Andrew exhaled slowly, turning to see one last brigand, one with an air of superiority that marked him as the leader. He barely noticed this, as the man was holding Marie, one arm around her throat and the other holding a dagger to her ribs.
“Now I don’t know who you are, but you’re trying to save the princess. If you want her to live, you’ll put your sword down and walk away.”
His face an expressionless mask, Andrew put his sword down slowly.
“That’s it. Now just walk away.”
Andrew backed away, disappearing behind a bend.
The leader laughed, lowering his dagger from Marie’s ribs. “Some protector, huh?”
Then an arrow pierced his throat, and he staggered backwards and fell sprawling.
Andrew dashed around the bend, dropping his bow as he caught Marie, who had nearly fainted. “It’s all right, Marie, you’re safe now.”
The princess was completely unresponsive, so Andrew was forced to pick her up like a child. He set her down for long enough to sheathe his sword and strap his bow across his back, then he picked her up again and started to carry her out of the forest. It was only a few hours before she came to, but she was still so weak and scared that he just kept talking to her and holding her, carrying her along the winding forest trail.

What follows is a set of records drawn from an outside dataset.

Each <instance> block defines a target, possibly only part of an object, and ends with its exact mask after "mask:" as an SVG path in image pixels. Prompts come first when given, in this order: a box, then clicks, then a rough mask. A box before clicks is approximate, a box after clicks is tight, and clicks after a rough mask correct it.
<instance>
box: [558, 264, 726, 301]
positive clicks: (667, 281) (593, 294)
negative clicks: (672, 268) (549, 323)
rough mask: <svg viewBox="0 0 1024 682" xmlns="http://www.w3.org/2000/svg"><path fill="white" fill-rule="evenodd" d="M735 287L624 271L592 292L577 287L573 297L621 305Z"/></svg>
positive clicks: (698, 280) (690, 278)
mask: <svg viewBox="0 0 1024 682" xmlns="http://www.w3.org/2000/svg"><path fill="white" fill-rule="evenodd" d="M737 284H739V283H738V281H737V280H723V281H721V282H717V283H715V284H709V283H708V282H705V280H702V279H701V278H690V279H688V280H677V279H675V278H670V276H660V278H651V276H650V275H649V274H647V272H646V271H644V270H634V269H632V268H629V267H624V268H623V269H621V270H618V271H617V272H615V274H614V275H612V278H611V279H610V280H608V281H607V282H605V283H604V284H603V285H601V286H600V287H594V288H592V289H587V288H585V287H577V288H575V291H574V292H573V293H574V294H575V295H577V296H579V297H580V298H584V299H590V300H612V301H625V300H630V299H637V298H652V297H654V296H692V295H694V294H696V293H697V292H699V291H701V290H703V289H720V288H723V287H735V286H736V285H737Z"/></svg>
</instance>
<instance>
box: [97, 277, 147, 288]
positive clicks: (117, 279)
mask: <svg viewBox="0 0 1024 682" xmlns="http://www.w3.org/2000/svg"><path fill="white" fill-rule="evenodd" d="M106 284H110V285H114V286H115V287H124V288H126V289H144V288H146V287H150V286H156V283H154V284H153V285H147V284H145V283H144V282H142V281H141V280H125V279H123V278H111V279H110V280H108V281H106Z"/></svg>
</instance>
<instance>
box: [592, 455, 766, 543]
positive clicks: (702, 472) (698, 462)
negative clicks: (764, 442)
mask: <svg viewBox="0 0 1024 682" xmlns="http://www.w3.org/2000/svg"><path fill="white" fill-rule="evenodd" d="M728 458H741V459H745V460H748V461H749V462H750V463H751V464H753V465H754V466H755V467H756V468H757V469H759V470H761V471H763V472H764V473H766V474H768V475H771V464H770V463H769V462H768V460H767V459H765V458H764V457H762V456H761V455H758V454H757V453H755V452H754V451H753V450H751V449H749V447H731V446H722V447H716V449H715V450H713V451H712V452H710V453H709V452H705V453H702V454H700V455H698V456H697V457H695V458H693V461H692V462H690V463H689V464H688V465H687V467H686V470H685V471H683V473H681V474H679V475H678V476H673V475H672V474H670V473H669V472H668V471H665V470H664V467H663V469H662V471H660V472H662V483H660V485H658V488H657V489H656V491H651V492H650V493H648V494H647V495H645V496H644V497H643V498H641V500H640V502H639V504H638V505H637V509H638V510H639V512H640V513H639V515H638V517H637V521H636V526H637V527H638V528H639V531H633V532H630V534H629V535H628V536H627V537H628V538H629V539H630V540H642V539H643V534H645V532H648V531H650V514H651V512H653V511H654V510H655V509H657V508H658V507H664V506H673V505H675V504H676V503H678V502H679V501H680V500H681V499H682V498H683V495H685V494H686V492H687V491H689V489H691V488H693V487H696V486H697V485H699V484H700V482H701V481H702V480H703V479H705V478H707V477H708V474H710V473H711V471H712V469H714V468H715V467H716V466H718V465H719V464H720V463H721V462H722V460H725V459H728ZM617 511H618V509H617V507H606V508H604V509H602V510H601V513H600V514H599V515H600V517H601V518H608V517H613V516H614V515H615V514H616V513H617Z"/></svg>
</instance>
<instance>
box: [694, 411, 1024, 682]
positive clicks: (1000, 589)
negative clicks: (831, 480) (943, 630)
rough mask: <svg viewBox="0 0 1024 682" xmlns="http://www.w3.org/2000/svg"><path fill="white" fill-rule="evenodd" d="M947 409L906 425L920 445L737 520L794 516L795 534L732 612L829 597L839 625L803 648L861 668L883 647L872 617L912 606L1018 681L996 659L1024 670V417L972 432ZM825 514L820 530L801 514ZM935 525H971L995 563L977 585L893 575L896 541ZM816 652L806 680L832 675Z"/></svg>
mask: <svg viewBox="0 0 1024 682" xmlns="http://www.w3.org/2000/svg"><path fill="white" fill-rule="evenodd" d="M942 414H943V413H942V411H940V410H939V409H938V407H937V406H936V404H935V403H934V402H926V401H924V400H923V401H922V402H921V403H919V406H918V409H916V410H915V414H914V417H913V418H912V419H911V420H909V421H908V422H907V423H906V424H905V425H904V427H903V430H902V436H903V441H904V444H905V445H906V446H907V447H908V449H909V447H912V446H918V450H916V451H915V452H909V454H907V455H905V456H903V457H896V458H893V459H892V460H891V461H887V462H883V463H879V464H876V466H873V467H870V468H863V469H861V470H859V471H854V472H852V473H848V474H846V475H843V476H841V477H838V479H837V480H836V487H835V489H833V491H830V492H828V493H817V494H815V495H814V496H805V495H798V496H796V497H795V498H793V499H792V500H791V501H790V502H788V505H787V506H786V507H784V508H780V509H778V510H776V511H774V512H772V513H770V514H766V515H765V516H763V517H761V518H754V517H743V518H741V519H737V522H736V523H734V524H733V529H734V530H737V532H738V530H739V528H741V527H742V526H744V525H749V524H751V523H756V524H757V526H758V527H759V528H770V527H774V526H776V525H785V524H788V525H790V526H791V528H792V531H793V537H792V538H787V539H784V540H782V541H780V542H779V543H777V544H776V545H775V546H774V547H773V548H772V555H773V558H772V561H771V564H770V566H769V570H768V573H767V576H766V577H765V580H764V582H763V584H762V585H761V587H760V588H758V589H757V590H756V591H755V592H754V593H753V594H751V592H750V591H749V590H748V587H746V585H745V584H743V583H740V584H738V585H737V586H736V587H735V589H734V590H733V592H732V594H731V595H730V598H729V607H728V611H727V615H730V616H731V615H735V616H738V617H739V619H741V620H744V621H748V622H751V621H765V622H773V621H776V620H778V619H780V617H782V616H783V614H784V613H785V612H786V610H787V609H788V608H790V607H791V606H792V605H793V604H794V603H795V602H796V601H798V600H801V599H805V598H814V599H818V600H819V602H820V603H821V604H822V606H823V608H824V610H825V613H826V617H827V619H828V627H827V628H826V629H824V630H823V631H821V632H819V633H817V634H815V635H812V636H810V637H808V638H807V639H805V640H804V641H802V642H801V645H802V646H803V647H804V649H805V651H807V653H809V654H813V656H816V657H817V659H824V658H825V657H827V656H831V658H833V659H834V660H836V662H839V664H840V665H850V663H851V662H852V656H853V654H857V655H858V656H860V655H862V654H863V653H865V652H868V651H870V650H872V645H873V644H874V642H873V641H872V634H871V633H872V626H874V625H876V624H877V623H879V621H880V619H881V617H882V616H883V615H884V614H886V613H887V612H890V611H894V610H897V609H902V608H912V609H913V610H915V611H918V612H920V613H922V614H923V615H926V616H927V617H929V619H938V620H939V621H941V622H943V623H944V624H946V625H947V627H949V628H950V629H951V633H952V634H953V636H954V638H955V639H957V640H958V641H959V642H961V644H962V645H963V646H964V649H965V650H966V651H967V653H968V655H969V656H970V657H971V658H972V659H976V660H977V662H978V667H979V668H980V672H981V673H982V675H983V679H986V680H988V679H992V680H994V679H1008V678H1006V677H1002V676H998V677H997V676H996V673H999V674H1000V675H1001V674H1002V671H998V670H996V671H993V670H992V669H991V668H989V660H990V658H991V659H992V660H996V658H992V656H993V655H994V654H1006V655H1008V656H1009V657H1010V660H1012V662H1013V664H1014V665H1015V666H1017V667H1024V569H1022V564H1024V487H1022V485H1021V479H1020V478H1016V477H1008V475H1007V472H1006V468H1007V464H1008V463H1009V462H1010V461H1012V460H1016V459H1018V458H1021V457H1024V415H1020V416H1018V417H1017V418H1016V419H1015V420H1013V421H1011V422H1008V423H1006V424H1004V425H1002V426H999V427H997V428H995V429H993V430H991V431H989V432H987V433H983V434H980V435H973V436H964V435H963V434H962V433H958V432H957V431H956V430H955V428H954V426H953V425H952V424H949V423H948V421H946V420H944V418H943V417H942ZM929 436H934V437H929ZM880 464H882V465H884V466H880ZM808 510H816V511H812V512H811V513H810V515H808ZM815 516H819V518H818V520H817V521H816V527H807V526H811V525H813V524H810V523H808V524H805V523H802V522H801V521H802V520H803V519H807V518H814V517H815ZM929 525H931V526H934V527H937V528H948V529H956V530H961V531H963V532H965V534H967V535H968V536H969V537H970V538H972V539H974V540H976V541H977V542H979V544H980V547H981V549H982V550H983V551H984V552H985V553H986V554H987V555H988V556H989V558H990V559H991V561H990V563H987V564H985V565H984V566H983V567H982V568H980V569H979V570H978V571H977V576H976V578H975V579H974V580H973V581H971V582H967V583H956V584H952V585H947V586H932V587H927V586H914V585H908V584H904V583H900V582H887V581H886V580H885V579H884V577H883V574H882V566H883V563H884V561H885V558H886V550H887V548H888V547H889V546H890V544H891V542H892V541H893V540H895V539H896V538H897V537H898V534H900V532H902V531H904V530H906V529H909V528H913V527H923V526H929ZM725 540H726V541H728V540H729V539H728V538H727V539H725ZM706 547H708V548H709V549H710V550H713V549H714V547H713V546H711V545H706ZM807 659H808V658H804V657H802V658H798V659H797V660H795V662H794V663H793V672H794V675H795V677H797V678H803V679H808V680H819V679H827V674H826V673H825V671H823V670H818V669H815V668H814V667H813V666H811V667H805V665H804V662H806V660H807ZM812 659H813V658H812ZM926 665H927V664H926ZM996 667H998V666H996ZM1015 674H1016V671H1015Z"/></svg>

After a few more hours, the princess fell into a natural sleep in his arms, occasionally whimpering in her sleep as she dreamed frightening dreams. By the time he reached the borders of the forest, the king’s men had reached it, and were waiting for him. A few of them moved forward as though they intended to take Marie from him, but his glare made them back off.
Andrew carried her the few miles to the castle, not putting Marie down until he reached her chambers and he could lay her in bed. He sat in a chair beside her and fell asleep, exhausted.